I got mine at the LSBA banquet, but they told me that have them on 59 North, just south of Beltway...at a place that makes stands, feeders, stairs, and other metal things. I can't remember the name. If you call them, they will tell you all the place that have stock, and they are super nice on the phone.


----------



## TXPalerider (May 21, 2004)

Chunky said:


> I got mine at the LSBA banquet, but they told me that have them on 59 North, just south of Beltway...at a place that makes stands, feeders, stairs, and other metal things. I can't remember the name. If you call them, they will tell you all the place that have stock, and they are super nice on the phone.
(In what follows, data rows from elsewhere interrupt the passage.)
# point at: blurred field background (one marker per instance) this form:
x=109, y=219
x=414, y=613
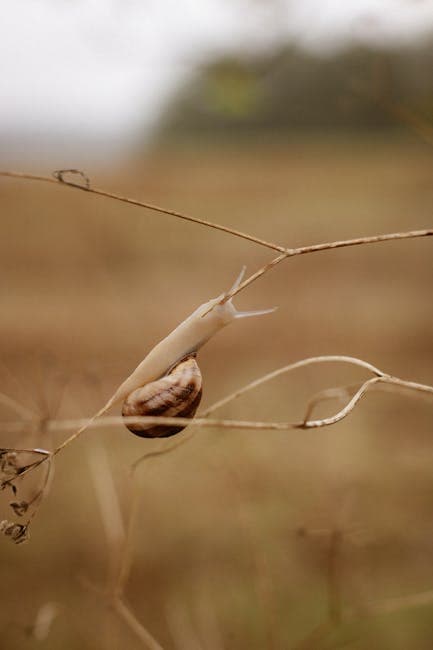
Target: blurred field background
x=244, y=540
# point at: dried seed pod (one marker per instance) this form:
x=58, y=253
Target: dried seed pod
x=176, y=394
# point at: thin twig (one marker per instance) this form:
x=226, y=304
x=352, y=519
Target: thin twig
x=332, y=358
x=315, y=248
x=58, y=180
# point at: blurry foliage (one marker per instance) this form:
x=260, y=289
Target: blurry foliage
x=297, y=90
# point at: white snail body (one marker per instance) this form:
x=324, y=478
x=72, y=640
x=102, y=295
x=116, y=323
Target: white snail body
x=184, y=341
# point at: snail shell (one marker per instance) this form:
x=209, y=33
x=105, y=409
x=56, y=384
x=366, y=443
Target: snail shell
x=176, y=394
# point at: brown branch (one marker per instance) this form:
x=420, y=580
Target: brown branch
x=58, y=179
x=315, y=248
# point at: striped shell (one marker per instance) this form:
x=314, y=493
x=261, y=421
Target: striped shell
x=176, y=394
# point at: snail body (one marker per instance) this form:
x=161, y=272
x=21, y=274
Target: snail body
x=171, y=369
x=176, y=394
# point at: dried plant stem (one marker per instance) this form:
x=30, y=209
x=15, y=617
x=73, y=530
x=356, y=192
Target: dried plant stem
x=285, y=252
x=65, y=425
x=315, y=248
x=58, y=180
x=333, y=358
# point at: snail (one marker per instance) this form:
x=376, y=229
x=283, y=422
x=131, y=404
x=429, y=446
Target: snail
x=168, y=380
x=176, y=394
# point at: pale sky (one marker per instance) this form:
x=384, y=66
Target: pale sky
x=107, y=67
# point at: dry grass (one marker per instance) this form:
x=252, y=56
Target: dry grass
x=234, y=534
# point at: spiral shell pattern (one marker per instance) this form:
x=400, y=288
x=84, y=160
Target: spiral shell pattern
x=177, y=394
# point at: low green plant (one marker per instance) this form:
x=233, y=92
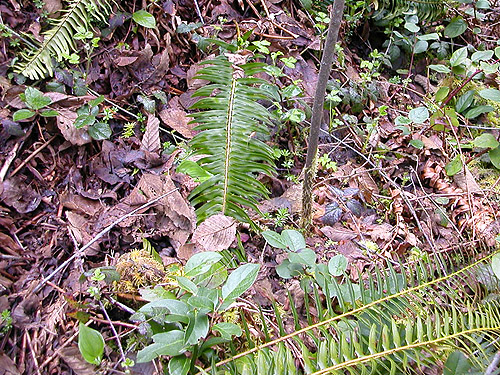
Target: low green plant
x=186, y=319
x=37, y=103
x=88, y=116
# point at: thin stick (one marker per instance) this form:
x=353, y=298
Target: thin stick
x=317, y=112
x=78, y=252
x=28, y=339
x=35, y=153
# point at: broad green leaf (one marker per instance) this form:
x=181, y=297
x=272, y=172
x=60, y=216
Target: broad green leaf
x=49, y=113
x=307, y=257
x=402, y=120
x=293, y=239
x=197, y=328
x=490, y=94
x=35, y=99
x=411, y=27
x=495, y=265
x=420, y=46
x=166, y=343
x=479, y=110
x=22, y=114
x=442, y=93
x=200, y=263
x=287, y=270
x=99, y=131
x=227, y=330
x=431, y=36
x=419, y=115
x=213, y=278
x=457, y=363
x=417, y=143
x=456, y=27
x=84, y=120
x=179, y=365
x=454, y=166
x=145, y=19
x=337, y=265
x=91, y=344
x=486, y=140
x=440, y=68
x=465, y=101
x=481, y=56
x=495, y=157
x=238, y=283
x=458, y=57
x=274, y=239
x=173, y=306
x=192, y=169
x=187, y=285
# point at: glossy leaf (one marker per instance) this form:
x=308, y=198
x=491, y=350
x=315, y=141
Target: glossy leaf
x=90, y=344
x=145, y=19
x=238, y=283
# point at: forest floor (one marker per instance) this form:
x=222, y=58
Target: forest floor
x=381, y=194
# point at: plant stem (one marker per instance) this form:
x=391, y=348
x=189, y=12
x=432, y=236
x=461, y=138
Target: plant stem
x=317, y=112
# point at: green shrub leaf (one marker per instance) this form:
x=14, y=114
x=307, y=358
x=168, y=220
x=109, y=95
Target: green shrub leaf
x=454, y=166
x=293, y=239
x=22, y=114
x=100, y=131
x=227, y=330
x=91, y=344
x=145, y=19
x=486, y=140
x=238, y=282
x=337, y=265
x=456, y=27
x=490, y=94
x=458, y=57
x=274, y=239
x=179, y=365
x=495, y=157
x=419, y=115
x=201, y=263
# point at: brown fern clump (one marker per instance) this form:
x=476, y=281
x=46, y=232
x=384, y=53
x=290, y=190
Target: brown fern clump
x=468, y=213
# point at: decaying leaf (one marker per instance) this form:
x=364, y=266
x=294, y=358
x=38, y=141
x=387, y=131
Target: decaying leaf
x=65, y=122
x=216, y=233
x=175, y=118
x=151, y=138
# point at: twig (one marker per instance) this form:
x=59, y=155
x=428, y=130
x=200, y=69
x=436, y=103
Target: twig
x=78, y=252
x=111, y=325
x=8, y=161
x=35, y=153
x=198, y=11
x=26, y=333
x=493, y=365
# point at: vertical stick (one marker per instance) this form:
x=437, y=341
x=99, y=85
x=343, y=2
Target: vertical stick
x=317, y=111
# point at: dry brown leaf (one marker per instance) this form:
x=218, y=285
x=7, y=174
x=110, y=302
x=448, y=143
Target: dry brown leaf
x=151, y=139
x=65, y=122
x=7, y=366
x=75, y=361
x=338, y=234
x=176, y=218
x=467, y=182
x=176, y=118
x=216, y=233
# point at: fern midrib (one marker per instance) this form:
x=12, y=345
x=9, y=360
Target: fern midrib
x=61, y=22
x=355, y=311
x=385, y=353
x=230, y=115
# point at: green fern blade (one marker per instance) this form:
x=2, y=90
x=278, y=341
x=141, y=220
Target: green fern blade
x=226, y=125
x=59, y=39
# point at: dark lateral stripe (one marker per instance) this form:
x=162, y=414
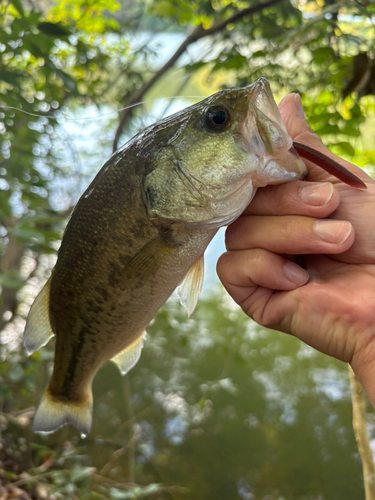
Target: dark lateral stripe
x=329, y=165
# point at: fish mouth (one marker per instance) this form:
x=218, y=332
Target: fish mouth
x=264, y=135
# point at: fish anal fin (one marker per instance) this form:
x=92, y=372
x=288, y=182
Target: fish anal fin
x=53, y=414
x=129, y=357
x=38, y=329
x=190, y=288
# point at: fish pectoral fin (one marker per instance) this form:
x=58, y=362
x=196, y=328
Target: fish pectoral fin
x=53, y=414
x=129, y=357
x=38, y=329
x=191, y=286
x=149, y=258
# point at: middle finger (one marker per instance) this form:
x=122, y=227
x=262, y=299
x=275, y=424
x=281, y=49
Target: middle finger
x=290, y=234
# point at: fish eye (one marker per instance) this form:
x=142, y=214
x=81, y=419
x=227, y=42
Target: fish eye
x=217, y=118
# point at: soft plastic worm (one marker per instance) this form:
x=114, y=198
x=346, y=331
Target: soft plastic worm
x=331, y=166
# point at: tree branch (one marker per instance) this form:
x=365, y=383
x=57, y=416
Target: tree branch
x=361, y=436
x=196, y=35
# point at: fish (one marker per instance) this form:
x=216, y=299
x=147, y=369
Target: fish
x=141, y=229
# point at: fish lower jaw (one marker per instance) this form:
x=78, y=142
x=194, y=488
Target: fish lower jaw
x=280, y=170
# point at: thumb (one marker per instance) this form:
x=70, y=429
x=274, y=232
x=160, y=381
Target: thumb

Are you talking about Avantage Outdoors? It is another business of Texas Stairs and Rails. www.usafeeders.com

They are south of the Beltway on 59 about half way to 610.


----------



## Matty White Boot (Dec 23, 2009)

Just talked to Chad and Ronnie (Owners of Woodsey too) - said they will be at the Houston hunters extravaganza this weekend!


----------



## Bowhntr (Aug 7, 2006)

Luis of Texas Stairs and Rails 59n or south (depending which way you driving) corner 59/hopper rd $249. got mine today and they will be at this weekend Hunter extravaganza


----------



## stripstrike1 (May 28, 2004)

*Woodsey*

They are great stands. Once you hunt in one it is real hard to sit in a ladder stand or other lock on type stands.


----------